Gaze Archive: Enhancing Human Memory through Active Visual Logging on Smart Glasses
Haoxin Ren, Feng Lu
TL;DR
Gaze Archive presents a gaze-driven paradigm for visual memory augmentation that aims to achieve intent-precise capture with effortless interaction. The GaHMA framework partitions scenes around gaze, encodes memories hierarchically with focal-detail and contextual summaries, and enables natural language retrieval, validated by GaVER-based quantitative evaluation and real-world usability studies. Results show superior recall efficiency and storage savings over non-gaze baselines, with users favoring the approach for lower effort and intrusion in both lab and real-world settings. The work demonstrates practical potential for wearable memory aids while outlining future directions for on-device LVLMs, privacy safeguards, and multimodal memory expansion. Overall, Gaze Archive advances memory augmentation by tightly coupling natural gaze cues with intelligent encoding and retrieval in AR wearables.
Abstract
People today are overwhelmed by massive amounts of information, leading to cognitive overload and memory burden. Traditional visual memory augmentation methods are either effortful and disruptive or fail to align with user intent. To address these limitations, we propose Gaze Archive, a novel visual memory enhancement paradigm through active logging on smart glasses. It leverages human gaze as a natural attention indicator, enabling both intent-precise capture and effortless-and-unobtrusive interaction. To implement Gaze Archive, we develop GAHMA, a technical framework that enables compact yet intent-aligned memory encoding and intuitive memory recall based on natural language queries.

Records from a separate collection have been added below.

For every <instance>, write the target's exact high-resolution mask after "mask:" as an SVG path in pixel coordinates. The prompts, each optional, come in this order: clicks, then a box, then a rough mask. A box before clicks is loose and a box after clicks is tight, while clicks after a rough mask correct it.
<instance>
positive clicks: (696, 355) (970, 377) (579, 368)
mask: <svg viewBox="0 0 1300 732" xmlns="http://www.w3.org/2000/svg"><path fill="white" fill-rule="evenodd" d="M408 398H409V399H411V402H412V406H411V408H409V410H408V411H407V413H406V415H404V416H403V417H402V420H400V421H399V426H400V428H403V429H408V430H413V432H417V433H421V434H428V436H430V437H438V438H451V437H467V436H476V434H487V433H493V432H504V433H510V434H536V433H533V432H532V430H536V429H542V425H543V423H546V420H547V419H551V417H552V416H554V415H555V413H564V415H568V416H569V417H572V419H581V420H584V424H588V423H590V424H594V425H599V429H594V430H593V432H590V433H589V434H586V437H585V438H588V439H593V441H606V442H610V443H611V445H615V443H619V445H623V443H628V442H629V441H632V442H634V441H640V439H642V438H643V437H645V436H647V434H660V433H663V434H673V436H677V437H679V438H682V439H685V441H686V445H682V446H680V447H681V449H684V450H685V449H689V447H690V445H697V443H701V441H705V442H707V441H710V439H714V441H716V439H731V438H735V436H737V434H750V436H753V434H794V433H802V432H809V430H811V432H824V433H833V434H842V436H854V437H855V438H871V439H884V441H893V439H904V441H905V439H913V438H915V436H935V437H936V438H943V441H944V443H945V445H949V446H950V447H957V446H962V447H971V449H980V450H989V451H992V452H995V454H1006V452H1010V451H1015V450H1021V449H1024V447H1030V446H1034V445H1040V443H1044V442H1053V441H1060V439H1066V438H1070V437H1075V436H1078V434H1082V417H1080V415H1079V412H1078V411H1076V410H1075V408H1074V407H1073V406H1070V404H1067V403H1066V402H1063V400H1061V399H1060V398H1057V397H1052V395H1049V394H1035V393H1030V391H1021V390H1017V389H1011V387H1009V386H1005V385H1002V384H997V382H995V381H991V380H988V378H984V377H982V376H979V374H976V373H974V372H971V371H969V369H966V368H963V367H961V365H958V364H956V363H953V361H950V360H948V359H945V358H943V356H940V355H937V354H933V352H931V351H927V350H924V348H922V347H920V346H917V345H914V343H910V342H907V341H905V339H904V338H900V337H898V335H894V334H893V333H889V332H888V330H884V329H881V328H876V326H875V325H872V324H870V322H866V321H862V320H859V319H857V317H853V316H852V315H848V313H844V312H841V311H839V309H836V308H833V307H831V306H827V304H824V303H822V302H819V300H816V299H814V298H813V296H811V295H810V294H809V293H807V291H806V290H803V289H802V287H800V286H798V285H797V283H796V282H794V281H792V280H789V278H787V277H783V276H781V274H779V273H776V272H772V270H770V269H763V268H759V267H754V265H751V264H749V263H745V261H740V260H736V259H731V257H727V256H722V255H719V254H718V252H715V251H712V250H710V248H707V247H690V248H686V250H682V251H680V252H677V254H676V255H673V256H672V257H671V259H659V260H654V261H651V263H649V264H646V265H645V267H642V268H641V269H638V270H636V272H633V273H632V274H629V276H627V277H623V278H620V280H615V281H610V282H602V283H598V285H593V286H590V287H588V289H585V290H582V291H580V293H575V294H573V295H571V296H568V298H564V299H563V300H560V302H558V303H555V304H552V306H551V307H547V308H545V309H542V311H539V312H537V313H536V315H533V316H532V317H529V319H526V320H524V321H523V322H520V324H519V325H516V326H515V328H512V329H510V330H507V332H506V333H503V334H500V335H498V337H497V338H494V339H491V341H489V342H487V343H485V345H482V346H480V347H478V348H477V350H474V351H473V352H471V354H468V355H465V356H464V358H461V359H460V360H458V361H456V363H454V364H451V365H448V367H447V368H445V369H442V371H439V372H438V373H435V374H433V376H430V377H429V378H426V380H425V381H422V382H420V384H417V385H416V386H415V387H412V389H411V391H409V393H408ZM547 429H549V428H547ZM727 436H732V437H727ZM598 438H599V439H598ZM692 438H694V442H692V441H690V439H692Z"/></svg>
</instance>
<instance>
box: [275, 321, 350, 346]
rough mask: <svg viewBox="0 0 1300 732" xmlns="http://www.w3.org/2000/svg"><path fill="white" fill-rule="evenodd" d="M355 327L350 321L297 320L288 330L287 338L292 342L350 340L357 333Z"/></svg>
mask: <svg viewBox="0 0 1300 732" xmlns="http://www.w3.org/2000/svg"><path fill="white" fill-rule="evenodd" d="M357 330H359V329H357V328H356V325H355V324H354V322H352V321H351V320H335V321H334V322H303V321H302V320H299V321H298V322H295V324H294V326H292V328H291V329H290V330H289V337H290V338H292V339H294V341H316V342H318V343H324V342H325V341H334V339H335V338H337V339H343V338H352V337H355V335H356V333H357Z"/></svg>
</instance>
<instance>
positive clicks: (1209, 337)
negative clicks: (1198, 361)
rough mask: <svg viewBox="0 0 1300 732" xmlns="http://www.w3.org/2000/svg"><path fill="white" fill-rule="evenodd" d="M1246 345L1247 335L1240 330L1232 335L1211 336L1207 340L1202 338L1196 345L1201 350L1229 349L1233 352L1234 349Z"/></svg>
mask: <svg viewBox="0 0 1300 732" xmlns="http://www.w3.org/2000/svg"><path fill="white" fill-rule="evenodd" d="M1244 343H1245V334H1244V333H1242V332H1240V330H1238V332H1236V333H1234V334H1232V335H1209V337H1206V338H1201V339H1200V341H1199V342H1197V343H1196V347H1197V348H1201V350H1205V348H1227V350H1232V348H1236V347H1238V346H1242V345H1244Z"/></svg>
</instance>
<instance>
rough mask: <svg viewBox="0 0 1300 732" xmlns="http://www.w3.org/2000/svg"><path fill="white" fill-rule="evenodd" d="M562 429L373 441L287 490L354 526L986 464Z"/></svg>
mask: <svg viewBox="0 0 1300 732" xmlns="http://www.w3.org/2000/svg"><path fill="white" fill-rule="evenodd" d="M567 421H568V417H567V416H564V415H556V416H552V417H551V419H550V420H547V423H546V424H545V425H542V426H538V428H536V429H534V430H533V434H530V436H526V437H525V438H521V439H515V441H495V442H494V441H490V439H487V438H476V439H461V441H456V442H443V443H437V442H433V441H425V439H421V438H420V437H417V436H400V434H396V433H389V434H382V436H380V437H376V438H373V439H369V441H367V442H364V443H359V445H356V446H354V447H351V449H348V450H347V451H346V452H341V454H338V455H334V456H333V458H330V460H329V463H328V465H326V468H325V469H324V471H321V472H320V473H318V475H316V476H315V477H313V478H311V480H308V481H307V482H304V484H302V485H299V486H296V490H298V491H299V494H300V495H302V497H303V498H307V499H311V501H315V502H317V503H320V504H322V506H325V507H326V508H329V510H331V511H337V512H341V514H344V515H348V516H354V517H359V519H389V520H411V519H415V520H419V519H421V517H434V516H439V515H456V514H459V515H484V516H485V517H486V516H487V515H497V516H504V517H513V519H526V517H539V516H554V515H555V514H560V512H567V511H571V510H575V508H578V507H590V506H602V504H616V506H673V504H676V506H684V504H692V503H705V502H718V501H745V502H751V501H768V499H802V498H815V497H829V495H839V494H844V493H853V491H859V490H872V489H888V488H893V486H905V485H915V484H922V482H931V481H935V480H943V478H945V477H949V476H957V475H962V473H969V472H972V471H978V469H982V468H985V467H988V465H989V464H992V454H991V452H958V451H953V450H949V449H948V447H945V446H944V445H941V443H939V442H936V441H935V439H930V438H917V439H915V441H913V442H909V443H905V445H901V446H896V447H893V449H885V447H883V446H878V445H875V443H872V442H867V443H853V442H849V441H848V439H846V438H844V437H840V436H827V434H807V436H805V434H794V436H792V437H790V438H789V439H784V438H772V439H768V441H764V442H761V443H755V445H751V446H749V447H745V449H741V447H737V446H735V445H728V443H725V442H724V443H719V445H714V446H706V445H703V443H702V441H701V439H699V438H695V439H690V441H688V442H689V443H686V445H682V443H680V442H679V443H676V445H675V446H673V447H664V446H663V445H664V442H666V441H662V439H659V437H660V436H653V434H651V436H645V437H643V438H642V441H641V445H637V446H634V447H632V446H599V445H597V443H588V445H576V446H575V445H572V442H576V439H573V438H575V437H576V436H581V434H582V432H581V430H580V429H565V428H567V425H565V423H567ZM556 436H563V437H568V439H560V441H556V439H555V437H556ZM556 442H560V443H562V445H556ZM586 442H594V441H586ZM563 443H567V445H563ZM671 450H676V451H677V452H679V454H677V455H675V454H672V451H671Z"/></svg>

Quantitative experiments on our newly constructed GAVER dataset show that GAHMA achieves more intent-precise logging than non-gaze baselines. Through extensive user studies in both laboratory and real-world scenarios, we compare Gaze Archive with other existing memory augmentation methods. Results demonstrate its advantages in perceived effortlessness, unobtrusiveness and overall preference, showing strong potential for real-world deployment.